External integrations are read-only sources. The system also needs a storage backend for files uploaded directly through endpoints such as `/orchestrate/full-pipeline`.

Configure this in `.env` or `config.env`.

Supported backends:

* Local filesystem
* S3, including MinIO

### Core setting

* `FILE_STORAGE_TYPE`: Storage backend for manual uploads.
  * Use `local` for on-premise filesystem storage.
  * Use `s3` for AWS S3 or MinIO.

### Local storage

Use this when `FILE_STORAGE_TYPE=local`.

* `LOCAL_STORAGE_PATH`: Directory used for uploaded files, such as `./uploaded_files`.

Files are stored under `{LOCAL_STORAGE_PATH}/{user_id}/{filename}`.

When using Docker, mount a host volume to this path to persist files across restarts. Example: `-v /var/rag-uploads:/app/uploaded_files`.

### Managed S3 and MinIO storage

Use this when `FILE_STORAGE_TYPE=s3`.

Files are stored at `s3://{bucket}/{prefix}{user_id}/{filename}`.

Core AWS variables:

* `MANAGED_S3_BUCKET`: Central bucket name, such as `rag-staging-bucket`.
* `MANAGED_S3_REGION`: Bucket region, such as `us-east-1`.
* `MANAGED_S3_PREFIX`: Prefix for managed uploads, such as `uploads/`.
* `AWS_ACCESS_KEY_ID`: AWS access key.
* `AWS_SECRET_ACCESS_KEY`: AWS secret key.
* `AWS_DEFAULT_REGION`: Default AWS region.
* `AWS_CA_BUNDLE`: Optional custom CA bundle path.

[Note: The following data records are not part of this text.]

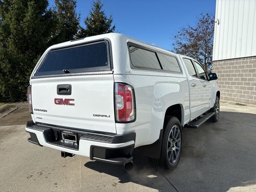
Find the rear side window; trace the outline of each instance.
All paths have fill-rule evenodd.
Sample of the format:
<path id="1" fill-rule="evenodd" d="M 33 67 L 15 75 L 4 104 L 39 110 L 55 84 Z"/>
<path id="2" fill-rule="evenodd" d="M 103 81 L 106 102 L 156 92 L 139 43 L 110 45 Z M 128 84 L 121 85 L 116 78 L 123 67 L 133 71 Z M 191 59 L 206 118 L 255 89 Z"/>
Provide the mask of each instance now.
<path id="1" fill-rule="evenodd" d="M 128 43 L 128 45 L 132 68 L 181 73 L 180 65 L 175 57 L 160 53 L 132 43 Z"/>
<path id="2" fill-rule="evenodd" d="M 164 70 L 177 72 L 181 72 L 176 58 L 158 53 L 157 55 Z"/>
<path id="3" fill-rule="evenodd" d="M 184 62 L 188 71 L 189 74 L 194 77 L 197 77 L 196 70 L 194 67 L 192 61 L 190 59 L 186 59 L 185 58 L 183 58 L 183 61 L 184 61 Z"/>
<path id="4" fill-rule="evenodd" d="M 161 69 L 156 53 L 144 49 L 129 46 L 132 65 L 137 67 Z"/>
<path id="5" fill-rule="evenodd" d="M 204 79 L 204 80 L 207 80 L 208 78 L 206 75 L 206 73 L 204 71 L 204 70 L 202 67 L 200 65 L 200 64 L 197 62 L 195 62 L 196 64 L 196 67 L 197 68 L 197 70 L 198 71 L 198 73 L 199 74 L 199 78 L 202 79 Z"/>
<path id="6" fill-rule="evenodd" d="M 63 71 L 64 70 L 66 73 Z M 51 51 L 34 75 L 108 70 L 110 70 L 108 45 L 104 41 Z"/>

Extra settings for MinIO or other S3-compatible storage:

* `MANAGED_S3_ENDPOINT_URL`: MinIO server URL, such as `http://host.docker.internal:9000`.
* `MANAGED_S3_USE_PATH_STYLE`: Set this to `true` for MinIO. This forces `http://endpoint/bucket` instead of `http://bucket.endpoint`.

## Summary

* `config.env` controls where manual uploads are stored.
* `/integrations` controls where bulk ingestion reads from.
* For initial setup, call `POST /integrations` and then `POST /integrations/{id}/validate`.
* For targeted ingestion, call `POST /orchestrate/ingestion` with `integration_id` in `cloud_storage_sources`.
* Smart Sync is enabled by default and skips unchanged files based on `ETag`.